There was a time when it made sense to kill anyone who claimed that the world wasn’t flat.

To say such a thing went against the church’s edict, and to do so meant that everything society was built upon, the very fabric of what kept civilization ticking away, was wrong. In the minds of those making the decisions, a few lives were worth sacrificing for the sake of maintaining power and stability.

There was a time when it made sense to keep marriages traditional and races from intermingling.

As far as we knew, allowing a man to marry a man or a black person to marry a white person would lead to death, destruction, and the sentencing of our souls to hell, not to mention the social instability that would no doubt erupt.

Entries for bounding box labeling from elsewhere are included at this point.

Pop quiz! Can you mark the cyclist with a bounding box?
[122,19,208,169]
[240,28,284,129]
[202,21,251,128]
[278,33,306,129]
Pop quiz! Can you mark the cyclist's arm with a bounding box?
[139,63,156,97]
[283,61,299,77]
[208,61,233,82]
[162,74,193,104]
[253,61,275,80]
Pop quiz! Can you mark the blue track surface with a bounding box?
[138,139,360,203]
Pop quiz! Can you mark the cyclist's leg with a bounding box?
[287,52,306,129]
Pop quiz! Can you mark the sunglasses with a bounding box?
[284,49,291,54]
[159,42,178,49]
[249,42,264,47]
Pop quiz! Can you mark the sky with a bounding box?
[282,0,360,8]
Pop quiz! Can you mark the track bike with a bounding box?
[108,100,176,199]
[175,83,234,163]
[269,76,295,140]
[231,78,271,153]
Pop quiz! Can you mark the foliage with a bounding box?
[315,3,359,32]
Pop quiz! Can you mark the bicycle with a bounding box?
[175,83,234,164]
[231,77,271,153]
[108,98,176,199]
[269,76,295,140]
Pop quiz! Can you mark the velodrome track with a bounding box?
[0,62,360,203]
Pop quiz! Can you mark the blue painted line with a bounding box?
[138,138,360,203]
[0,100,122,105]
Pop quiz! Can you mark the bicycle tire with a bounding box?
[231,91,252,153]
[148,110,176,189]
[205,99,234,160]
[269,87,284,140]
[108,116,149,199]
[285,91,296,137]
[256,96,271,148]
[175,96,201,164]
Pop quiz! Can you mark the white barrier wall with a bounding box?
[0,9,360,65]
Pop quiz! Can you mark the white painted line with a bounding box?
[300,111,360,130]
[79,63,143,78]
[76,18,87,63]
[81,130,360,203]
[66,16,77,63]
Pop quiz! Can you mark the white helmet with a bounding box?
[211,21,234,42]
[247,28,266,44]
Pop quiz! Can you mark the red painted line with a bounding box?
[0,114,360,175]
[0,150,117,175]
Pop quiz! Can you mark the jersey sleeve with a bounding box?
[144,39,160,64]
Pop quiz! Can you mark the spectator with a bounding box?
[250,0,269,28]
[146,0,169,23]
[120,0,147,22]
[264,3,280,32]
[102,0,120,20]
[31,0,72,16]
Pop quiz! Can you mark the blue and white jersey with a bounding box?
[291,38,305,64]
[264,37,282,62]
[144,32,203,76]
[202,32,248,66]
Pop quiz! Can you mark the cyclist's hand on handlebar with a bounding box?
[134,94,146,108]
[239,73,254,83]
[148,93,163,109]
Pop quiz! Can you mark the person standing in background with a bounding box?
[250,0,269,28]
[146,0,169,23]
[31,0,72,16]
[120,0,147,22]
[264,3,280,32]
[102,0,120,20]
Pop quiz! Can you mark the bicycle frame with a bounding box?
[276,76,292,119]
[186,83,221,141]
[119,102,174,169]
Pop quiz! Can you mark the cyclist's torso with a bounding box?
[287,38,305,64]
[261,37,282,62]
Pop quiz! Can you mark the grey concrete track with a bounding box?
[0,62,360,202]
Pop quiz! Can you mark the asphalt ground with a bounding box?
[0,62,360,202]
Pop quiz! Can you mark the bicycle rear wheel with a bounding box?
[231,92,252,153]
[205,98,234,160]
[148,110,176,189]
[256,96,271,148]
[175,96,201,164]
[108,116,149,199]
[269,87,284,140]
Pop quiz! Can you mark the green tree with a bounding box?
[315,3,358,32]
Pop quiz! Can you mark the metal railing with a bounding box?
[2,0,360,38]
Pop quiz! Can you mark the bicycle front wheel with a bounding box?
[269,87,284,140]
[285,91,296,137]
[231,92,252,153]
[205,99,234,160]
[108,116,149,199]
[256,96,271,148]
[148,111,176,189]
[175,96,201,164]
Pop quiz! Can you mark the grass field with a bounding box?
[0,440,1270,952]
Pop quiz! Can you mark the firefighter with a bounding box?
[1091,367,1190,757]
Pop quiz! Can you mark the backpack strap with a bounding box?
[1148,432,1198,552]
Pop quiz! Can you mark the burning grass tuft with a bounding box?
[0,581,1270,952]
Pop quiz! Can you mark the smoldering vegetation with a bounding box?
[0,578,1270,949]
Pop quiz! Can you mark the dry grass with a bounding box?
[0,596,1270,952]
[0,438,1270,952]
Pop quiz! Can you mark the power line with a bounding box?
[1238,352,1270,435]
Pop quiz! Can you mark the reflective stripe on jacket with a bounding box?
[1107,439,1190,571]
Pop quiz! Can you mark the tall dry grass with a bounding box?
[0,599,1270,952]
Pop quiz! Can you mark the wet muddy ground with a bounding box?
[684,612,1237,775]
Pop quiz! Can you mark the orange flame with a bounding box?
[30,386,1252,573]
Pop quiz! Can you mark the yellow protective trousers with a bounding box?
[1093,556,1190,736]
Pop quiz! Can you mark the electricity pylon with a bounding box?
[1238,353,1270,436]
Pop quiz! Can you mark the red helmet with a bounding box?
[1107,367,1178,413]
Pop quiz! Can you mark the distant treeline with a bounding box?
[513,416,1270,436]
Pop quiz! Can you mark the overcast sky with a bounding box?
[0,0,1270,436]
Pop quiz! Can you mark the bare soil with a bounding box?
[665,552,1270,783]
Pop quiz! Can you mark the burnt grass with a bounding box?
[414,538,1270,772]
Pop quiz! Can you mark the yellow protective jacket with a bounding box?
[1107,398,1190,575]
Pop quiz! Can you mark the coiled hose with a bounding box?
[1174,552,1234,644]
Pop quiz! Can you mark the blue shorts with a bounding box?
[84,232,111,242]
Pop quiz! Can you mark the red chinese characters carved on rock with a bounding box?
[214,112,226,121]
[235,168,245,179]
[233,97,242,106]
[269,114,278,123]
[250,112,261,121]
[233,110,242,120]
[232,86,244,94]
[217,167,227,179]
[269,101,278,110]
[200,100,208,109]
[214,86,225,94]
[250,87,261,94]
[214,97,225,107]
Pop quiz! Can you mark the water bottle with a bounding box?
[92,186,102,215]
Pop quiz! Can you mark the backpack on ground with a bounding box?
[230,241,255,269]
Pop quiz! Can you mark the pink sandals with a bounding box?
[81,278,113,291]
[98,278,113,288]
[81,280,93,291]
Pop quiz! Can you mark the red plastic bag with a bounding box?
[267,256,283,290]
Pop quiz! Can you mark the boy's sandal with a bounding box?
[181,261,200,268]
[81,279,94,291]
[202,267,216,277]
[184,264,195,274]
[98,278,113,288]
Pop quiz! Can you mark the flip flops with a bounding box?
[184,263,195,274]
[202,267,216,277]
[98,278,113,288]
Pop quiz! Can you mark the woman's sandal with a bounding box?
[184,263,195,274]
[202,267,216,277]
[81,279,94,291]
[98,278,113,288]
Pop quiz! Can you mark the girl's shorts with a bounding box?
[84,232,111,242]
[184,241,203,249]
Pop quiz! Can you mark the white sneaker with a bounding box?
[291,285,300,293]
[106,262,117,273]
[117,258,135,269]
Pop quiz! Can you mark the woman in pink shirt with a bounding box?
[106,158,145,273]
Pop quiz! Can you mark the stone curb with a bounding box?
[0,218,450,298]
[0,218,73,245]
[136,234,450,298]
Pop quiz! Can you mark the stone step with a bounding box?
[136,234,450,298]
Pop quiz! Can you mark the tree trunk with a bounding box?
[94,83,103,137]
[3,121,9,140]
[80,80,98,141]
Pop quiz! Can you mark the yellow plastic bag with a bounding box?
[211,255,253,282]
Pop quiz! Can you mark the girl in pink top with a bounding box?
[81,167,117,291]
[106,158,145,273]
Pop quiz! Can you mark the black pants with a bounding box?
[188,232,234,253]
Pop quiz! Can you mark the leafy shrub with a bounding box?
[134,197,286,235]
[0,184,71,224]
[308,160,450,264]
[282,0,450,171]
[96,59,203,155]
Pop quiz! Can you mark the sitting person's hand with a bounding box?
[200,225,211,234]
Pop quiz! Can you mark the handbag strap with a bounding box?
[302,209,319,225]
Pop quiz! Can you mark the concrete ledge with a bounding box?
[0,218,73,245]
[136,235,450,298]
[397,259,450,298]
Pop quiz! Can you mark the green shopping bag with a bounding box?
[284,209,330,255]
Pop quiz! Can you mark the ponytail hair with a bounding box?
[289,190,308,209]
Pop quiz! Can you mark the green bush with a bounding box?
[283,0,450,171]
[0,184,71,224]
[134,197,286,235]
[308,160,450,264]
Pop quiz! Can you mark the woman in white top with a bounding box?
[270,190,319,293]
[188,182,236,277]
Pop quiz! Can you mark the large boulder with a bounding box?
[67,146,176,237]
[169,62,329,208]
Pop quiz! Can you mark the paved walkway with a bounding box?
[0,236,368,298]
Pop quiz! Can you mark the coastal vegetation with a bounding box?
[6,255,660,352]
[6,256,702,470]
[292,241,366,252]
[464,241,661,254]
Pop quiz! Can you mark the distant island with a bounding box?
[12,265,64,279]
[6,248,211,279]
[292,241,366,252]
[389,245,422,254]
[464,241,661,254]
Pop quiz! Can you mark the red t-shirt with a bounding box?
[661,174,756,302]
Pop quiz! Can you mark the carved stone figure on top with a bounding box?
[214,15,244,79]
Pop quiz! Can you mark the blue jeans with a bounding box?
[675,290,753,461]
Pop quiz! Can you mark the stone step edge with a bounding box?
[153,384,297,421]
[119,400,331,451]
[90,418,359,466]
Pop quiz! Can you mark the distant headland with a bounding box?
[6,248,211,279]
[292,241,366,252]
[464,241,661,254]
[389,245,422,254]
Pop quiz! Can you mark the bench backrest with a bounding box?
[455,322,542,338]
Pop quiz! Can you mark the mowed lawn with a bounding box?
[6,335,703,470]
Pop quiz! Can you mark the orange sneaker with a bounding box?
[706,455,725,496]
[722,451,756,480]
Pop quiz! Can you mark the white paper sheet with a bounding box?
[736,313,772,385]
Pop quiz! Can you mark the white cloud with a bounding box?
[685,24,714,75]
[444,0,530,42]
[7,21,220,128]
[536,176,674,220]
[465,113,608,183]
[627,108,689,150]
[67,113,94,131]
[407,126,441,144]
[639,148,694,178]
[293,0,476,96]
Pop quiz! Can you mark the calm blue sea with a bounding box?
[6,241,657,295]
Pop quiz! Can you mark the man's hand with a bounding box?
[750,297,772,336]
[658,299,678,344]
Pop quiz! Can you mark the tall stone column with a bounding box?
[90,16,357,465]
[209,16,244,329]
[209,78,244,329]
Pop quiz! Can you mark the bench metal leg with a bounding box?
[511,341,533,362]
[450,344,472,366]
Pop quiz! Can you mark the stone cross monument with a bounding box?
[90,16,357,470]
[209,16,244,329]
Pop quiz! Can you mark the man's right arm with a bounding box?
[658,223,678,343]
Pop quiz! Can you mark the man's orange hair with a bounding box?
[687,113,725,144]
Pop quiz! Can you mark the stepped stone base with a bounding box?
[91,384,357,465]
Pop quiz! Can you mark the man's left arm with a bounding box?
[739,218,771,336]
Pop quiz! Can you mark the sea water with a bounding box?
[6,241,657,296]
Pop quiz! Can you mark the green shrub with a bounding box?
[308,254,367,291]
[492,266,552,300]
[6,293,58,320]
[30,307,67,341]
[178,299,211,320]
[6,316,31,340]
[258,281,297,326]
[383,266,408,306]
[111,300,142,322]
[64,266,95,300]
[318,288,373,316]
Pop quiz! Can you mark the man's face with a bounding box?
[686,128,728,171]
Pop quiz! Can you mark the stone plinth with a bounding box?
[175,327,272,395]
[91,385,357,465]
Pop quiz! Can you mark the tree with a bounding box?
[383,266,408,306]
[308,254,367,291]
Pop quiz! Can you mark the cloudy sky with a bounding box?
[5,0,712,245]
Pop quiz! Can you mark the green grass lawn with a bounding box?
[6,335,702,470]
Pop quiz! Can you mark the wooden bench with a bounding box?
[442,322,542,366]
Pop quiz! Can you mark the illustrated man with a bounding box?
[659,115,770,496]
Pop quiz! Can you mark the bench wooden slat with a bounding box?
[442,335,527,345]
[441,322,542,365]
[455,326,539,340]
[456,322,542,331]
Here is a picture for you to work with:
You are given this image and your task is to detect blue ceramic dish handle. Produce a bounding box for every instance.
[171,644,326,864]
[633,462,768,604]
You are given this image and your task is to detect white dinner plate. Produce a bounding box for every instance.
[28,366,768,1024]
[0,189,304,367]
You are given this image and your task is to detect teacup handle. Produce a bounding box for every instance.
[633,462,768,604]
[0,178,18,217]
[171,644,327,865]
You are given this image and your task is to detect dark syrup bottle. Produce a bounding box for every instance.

There was a time for these things, but today is not that time. Not anymore.

Back then, we believed things that were later proved to be untrue, and we’ve left many of them behind.

Yet we’ve decided, out of laziness or stubbornness or sheer ignorance, to hang onto others, not because they’re true, but because we’re uncomfortable with change.

Clinging to old, factually-inaccurate ideas simply because your family or church or politicians refuse to update their mandates based on new information is avoiding making decisions for yourself. What’s ‘true’ will change based on the time, because as a species we continue to learn and spread the knowledge we accumulate. To have access to such knowledge and not use it is tantamount to not having it at all.

There’s a quote attributed to Mark Twain that goes like this: “The man who does not read good books has no advantage over the man who cannot read them.”

The same applies to knowledge in general.

If you have access to knowledge but choose to ignore it, or to deny its validity because some other entity tells you to ‘look away! look away!’ because of incongruence with its traditions or tenets, you have no advantage over the poor, ignorant souls of the Bronze Age who didn’t have access to the fruits of centuries of trial-and-error, study, and scientific experimentation.

There was a time when there was an excuse for ignorance. We hadn’t built a proper infrastructure for learning and retaining knowledge, and those who wanted to learn would never gain access to the resources they needed to do so.

Today we have the opposite problem: an abundance of knowledge, and too-few people willing to take advantage of it, either ignoring facts to back up their own opinions, or simply lacking the ambition to reach out and take it.

What field of study are you ignorant about? European history? Algebra? Fundamental coding languages? Cooking? Parcheesi?

Try choosing a topic per week to study. There’s no time like the present to fill the cracks in your knowledge, and these days the plaster is free (though you’ll still have to apply it yourself).

Update: February 13, 2017

This is still so relevant. Perhaps uncomfortably so.

There’s a contrast I hadn’t noticed at the time, but am now aware of, between the dystopian societies portrayed in Brave New World and 1984. In the latter, government prevents people from knowing things by limiting access to information and constricting thought with gibberish language. In the former, though, people have access to anything and everything, but are so distracted by leisure that they never make use of it. We’ve always feared the latter, but seldom gave much credence to the former, despite its seeming alignment with where things are headed (by some estimations, anyway).